The church, as most structures were then, was made of wood and thatch. The story is that it was made to protect an image of Our Lady of Guidance, where Spanish soldiers found it in the late 16th century.  The church underwent several reconstructions, into stone, and then concrete after its post-war rebuilding. The current church is the design of architect Carlos  A. Santos-Viola, who is better known for his art deco-ish Iglesia ni Kristos churches.
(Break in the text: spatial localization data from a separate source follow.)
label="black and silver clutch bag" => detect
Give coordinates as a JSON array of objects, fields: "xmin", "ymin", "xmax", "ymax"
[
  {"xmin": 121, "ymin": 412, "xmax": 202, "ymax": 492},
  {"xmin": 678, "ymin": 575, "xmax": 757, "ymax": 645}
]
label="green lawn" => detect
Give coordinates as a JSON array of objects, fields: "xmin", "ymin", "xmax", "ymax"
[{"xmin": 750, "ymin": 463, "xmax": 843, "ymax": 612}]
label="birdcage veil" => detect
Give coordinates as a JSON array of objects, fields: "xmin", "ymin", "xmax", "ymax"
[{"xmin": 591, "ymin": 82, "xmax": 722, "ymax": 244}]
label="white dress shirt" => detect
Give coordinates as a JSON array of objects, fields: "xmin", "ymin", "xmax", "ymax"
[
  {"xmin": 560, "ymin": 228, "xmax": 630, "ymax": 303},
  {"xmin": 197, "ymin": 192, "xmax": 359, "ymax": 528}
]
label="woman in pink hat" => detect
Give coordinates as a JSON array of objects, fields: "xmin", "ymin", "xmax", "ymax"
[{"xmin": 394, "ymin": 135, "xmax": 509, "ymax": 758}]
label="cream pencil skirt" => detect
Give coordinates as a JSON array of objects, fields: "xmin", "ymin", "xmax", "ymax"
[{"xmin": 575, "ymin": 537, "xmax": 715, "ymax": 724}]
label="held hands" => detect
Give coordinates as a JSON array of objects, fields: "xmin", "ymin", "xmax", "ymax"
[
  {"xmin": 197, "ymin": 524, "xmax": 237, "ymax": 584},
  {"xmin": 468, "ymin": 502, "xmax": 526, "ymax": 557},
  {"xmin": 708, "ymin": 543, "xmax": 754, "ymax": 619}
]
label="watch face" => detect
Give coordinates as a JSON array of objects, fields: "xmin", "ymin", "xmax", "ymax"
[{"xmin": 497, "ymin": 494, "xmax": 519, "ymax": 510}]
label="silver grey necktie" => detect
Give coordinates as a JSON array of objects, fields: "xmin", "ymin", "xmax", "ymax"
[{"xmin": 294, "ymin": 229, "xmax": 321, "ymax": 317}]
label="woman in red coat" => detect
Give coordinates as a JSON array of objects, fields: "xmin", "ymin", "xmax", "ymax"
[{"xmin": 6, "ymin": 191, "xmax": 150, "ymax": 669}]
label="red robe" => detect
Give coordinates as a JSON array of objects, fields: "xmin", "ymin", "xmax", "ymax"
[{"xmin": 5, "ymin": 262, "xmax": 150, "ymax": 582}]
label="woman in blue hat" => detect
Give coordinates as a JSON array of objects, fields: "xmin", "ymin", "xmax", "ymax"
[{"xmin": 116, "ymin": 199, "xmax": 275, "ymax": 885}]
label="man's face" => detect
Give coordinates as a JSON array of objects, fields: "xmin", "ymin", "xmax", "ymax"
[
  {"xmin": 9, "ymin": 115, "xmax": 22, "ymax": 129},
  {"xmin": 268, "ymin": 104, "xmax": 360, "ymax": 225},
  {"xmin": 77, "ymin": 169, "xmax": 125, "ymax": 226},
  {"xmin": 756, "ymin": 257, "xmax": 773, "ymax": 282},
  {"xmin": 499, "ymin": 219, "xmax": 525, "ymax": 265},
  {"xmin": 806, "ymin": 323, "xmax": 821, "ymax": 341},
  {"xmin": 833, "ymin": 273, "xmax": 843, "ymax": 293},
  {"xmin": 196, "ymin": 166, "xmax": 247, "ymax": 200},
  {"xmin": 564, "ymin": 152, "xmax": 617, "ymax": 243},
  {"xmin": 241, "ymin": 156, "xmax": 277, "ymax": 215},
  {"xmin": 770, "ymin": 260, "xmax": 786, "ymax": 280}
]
Until the end of the Spanish era the plaza was also known as Plaza Nuestra Señora de Guia. In the American colonial period, the plaza was re-named after Arthur Walsh Fergusson, a ranking government official in the early American colonial period. He was Executive Secretary for the American colonial government and served various Governors General from 1901-1908.

Fergusson was born in California in 1859 but spent his childhood in Mexico, where he gained a facility with the Spanish language. He earned a law degree from Georgetown University and pursued careers in journalism and law.
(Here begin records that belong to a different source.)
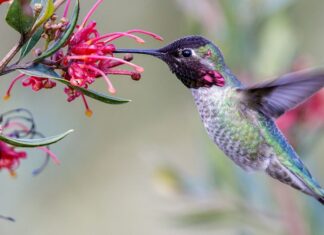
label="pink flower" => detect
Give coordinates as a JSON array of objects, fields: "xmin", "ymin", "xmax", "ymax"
[
  {"xmin": 0, "ymin": 142, "xmax": 26, "ymax": 177},
  {"xmin": 276, "ymin": 111, "xmax": 298, "ymax": 136},
  {"xmin": 4, "ymin": 0, "xmax": 162, "ymax": 116},
  {"xmin": 22, "ymin": 76, "xmax": 56, "ymax": 91}
]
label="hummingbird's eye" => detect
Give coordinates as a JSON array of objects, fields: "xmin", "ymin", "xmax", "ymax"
[{"xmin": 181, "ymin": 49, "xmax": 192, "ymax": 57}]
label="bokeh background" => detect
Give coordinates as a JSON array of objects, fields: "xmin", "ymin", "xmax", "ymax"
[{"xmin": 1, "ymin": 0, "xmax": 324, "ymax": 234}]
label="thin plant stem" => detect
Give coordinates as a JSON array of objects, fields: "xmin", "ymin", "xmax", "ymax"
[
  {"xmin": 0, "ymin": 37, "xmax": 24, "ymax": 73},
  {"xmin": 79, "ymin": 0, "xmax": 104, "ymax": 29}
]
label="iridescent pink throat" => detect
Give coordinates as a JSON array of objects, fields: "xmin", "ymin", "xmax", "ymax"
[{"xmin": 202, "ymin": 70, "xmax": 225, "ymax": 87}]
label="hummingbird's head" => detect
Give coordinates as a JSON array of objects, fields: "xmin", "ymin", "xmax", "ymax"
[{"xmin": 115, "ymin": 36, "xmax": 227, "ymax": 88}]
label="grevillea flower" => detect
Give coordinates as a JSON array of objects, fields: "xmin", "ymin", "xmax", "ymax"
[
  {"xmin": 0, "ymin": 142, "xmax": 26, "ymax": 177},
  {"xmin": 0, "ymin": 109, "xmax": 59, "ymax": 176},
  {"xmin": 4, "ymin": 0, "xmax": 162, "ymax": 116}
]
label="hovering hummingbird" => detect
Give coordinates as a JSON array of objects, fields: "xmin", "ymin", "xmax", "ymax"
[{"xmin": 115, "ymin": 36, "xmax": 324, "ymax": 204}]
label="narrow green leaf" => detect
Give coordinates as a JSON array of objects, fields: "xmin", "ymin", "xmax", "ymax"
[
  {"xmin": 19, "ymin": 64, "xmax": 131, "ymax": 104},
  {"xmin": 20, "ymin": 63, "xmax": 60, "ymax": 78},
  {"xmin": 6, "ymin": 0, "xmax": 35, "ymax": 35},
  {"xmin": 34, "ymin": 0, "xmax": 80, "ymax": 62},
  {"xmin": 32, "ymin": 0, "xmax": 54, "ymax": 30},
  {"xmin": 56, "ymin": 78, "xmax": 131, "ymax": 104},
  {"xmin": 0, "ymin": 129, "xmax": 74, "ymax": 148},
  {"xmin": 20, "ymin": 28, "xmax": 43, "ymax": 58}
]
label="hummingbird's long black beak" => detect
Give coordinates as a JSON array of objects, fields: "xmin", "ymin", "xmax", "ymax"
[{"xmin": 114, "ymin": 48, "xmax": 163, "ymax": 57}]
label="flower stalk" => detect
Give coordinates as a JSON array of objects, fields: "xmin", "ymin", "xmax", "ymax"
[{"xmin": 0, "ymin": 37, "xmax": 24, "ymax": 73}]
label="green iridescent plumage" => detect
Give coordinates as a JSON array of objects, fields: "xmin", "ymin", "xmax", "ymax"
[{"xmin": 115, "ymin": 35, "xmax": 324, "ymax": 204}]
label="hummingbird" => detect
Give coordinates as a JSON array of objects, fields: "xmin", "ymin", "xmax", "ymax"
[{"xmin": 115, "ymin": 36, "xmax": 324, "ymax": 204}]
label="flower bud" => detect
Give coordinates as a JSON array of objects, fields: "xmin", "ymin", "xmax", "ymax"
[
  {"xmin": 123, "ymin": 53, "xmax": 133, "ymax": 62},
  {"xmin": 34, "ymin": 3, "xmax": 43, "ymax": 14},
  {"xmin": 44, "ymin": 22, "xmax": 51, "ymax": 30},
  {"xmin": 51, "ymin": 14, "xmax": 58, "ymax": 21},
  {"xmin": 131, "ymin": 73, "xmax": 141, "ymax": 81},
  {"xmin": 34, "ymin": 48, "xmax": 42, "ymax": 56},
  {"xmin": 41, "ymin": 33, "xmax": 49, "ymax": 40},
  {"xmin": 44, "ymin": 80, "xmax": 56, "ymax": 89},
  {"xmin": 60, "ymin": 17, "xmax": 68, "ymax": 24}
]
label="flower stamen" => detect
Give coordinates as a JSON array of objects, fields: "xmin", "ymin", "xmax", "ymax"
[
  {"xmin": 97, "ymin": 32, "xmax": 145, "ymax": 44},
  {"xmin": 67, "ymin": 55, "xmax": 144, "ymax": 73},
  {"xmin": 79, "ymin": 0, "xmax": 104, "ymax": 30},
  {"xmin": 37, "ymin": 147, "xmax": 60, "ymax": 165},
  {"xmin": 121, "ymin": 29, "xmax": 163, "ymax": 41},
  {"xmin": 63, "ymin": 0, "xmax": 72, "ymax": 17},
  {"xmin": 81, "ymin": 94, "xmax": 93, "ymax": 117},
  {"xmin": 4, "ymin": 74, "xmax": 25, "ymax": 100}
]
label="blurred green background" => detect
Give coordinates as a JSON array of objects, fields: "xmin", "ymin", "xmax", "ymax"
[{"xmin": 0, "ymin": 0, "xmax": 324, "ymax": 234}]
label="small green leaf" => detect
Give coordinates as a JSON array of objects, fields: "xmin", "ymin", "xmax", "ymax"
[
  {"xmin": 0, "ymin": 129, "xmax": 74, "ymax": 148},
  {"xmin": 6, "ymin": 0, "xmax": 35, "ymax": 35},
  {"xmin": 20, "ymin": 28, "xmax": 43, "ymax": 58},
  {"xmin": 20, "ymin": 63, "xmax": 59, "ymax": 78},
  {"xmin": 19, "ymin": 64, "xmax": 131, "ymax": 104},
  {"xmin": 34, "ymin": 0, "xmax": 80, "ymax": 62},
  {"xmin": 56, "ymin": 78, "xmax": 131, "ymax": 104},
  {"xmin": 32, "ymin": 0, "xmax": 54, "ymax": 30}
]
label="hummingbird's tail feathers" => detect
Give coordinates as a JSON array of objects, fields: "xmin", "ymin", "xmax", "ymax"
[
  {"xmin": 266, "ymin": 157, "xmax": 324, "ymax": 205},
  {"xmin": 293, "ymin": 174, "xmax": 324, "ymax": 206},
  {"xmin": 315, "ymin": 187, "xmax": 324, "ymax": 204},
  {"xmin": 239, "ymin": 69, "xmax": 324, "ymax": 118},
  {"xmin": 318, "ymin": 196, "xmax": 324, "ymax": 205},
  {"xmin": 312, "ymin": 187, "xmax": 324, "ymax": 205},
  {"xmin": 318, "ymin": 188, "xmax": 324, "ymax": 204}
]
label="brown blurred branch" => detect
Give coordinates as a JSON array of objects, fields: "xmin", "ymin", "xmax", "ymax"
[{"xmin": 0, "ymin": 37, "xmax": 24, "ymax": 73}]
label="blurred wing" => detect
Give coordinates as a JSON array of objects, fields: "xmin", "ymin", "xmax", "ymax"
[{"xmin": 239, "ymin": 69, "xmax": 324, "ymax": 118}]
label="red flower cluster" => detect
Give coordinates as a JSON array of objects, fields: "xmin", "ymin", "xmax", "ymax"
[
  {"xmin": 0, "ymin": 109, "xmax": 59, "ymax": 176},
  {"xmin": 0, "ymin": 142, "xmax": 26, "ymax": 177},
  {"xmin": 4, "ymin": 0, "xmax": 162, "ymax": 116}
]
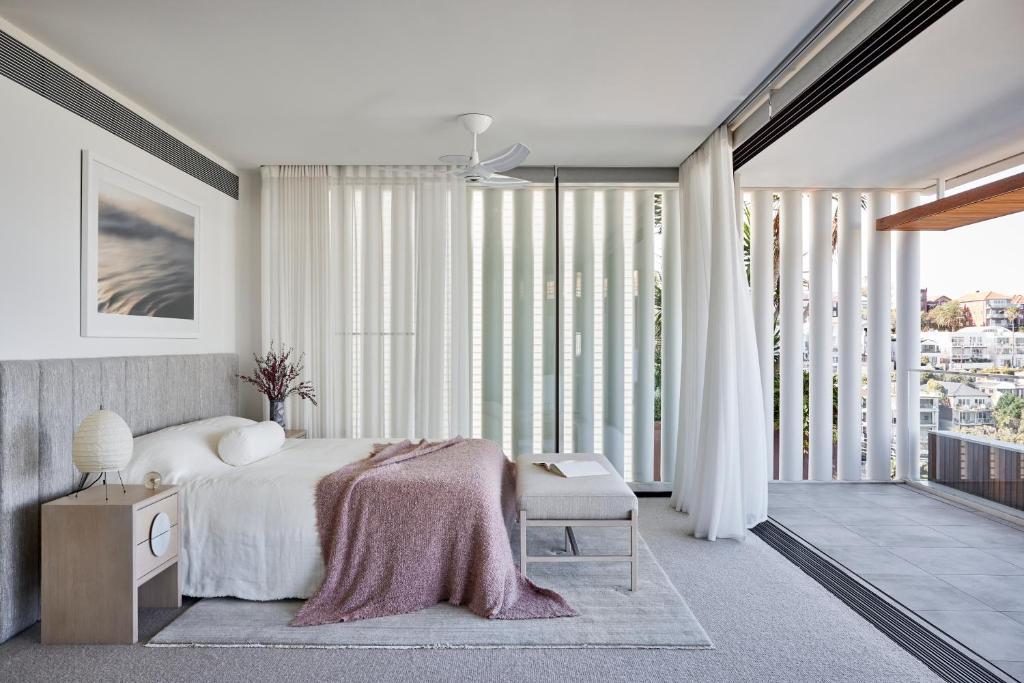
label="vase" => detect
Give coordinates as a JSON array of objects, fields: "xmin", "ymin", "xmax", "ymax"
[{"xmin": 269, "ymin": 399, "xmax": 285, "ymax": 429}]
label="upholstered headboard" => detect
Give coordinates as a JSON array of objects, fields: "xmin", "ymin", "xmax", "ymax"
[{"xmin": 0, "ymin": 353, "xmax": 238, "ymax": 641}]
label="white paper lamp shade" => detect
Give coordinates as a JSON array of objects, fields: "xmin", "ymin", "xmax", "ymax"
[{"xmin": 71, "ymin": 409, "xmax": 133, "ymax": 473}]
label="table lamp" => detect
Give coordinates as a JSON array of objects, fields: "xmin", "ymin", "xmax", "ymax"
[{"xmin": 71, "ymin": 408, "xmax": 133, "ymax": 500}]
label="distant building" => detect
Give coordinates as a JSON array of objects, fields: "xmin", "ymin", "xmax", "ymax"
[
  {"xmin": 958, "ymin": 290, "xmax": 1011, "ymax": 328},
  {"xmin": 949, "ymin": 325, "xmax": 1024, "ymax": 369},
  {"xmin": 937, "ymin": 381, "xmax": 994, "ymax": 429},
  {"xmin": 918, "ymin": 387, "xmax": 941, "ymax": 453},
  {"xmin": 921, "ymin": 288, "xmax": 951, "ymax": 313},
  {"xmin": 920, "ymin": 338, "xmax": 944, "ymax": 368},
  {"xmin": 975, "ymin": 377, "xmax": 1024, "ymax": 404}
]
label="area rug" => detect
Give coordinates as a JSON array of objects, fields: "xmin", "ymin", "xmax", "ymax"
[{"xmin": 148, "ymin": 526, "xmax": 712, "ymax": 649}]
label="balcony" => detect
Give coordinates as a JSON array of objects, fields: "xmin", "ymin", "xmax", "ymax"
[{"xmin": 770, "ymin": 481, "xmax": 1024, "ymax": 678}]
He eventually parleyed his linguistic skills, first as translator to various international commissions of the American government, then to a key position as Spanish secretary of the US Philippine Commission sent to Manila in 1900.

Fergusson made himself indispensable in all key discussions between the new civilian government and the Filipino elite, who, in the first decade of the American era were still grappling with the English language. Fergusson died in office in 1908.

He was memorialized with a bust on a marble plinth. This bust and the plaza was a landmark of the American period.

 

 

 

 

After liberation, Fergusson Plaza was still a noted place for Manilans. The districts of Ermita, Malate, Paco and Singalong still had residences of the rich until the 1950s and the centers of business were still nearby. The area around the plaza was full of restaurants and cafes including the original Swiss Inn, the famous Taza de Oro, and the New Europe Restaurant.

In the 1960s the bust and its plaza was given a face-lift. This was concurrent with the renovation of Rizal Park. The restaurants and nightclubs of Roxas Boulevard were still frequented until the 1970s. From the late ’70s onwards the district deteriorated because city life transferred to the suburban centers of Makati and Ortigas.

The plaza still kept evolving. A Marian statue sculpted by Ed Castrillo replaced Fergusson, which was transferred to the U.S. Embassy garden. Jaime Laya reports that it stands there with another landmark that stood on Plaza Cervantes (Binondo).

Today the plaza is a dark stretch of space, obscured by un-kempt trees and a landscape that has been allowed to deteriorate. Few notice the plaza, which has also hosted a playground for a spell (now removed).

Renovations have not helped the space improve. The city of Manila’s designers have paved most of the plaza with slippery tiles that are really meant for indoor salas and not outdoor plazas. The plaza is also filled with ornamentation that does not help its deficit of aesthetics. A new guardhouse or tanod shelter was recently erected exactly on one corner of the plaza blocking pedestrian paths. In fact, most of the sidewalks around the plaza, as well as the plaza itself is full of vendors. Their numbers increase every Sunday because of the masses at the church.

The plaza is a wasted opportunity to imbue the district with quality public space. Cleaning and clearing the plaza to create better views and more functional settings with more suitable paving and seating would be a step in the right direction. The small tourist hotels in the district would benefit if the plaza, as well as the streets in the Ermita district, were better maintained, cleared of ambulant vendors who block circulation, and provided with a police presence.

This plaza, like Mr. Fergusson, has been largely forgotten. Few people go out of their way to visit the plaza, which could actually be a pleasant spot for locals and tourists alike. As it is now, I would rate this plaza a 4 out of 10, the lowest rating since this series started.

Hopefully this hidden gem will shine again one day.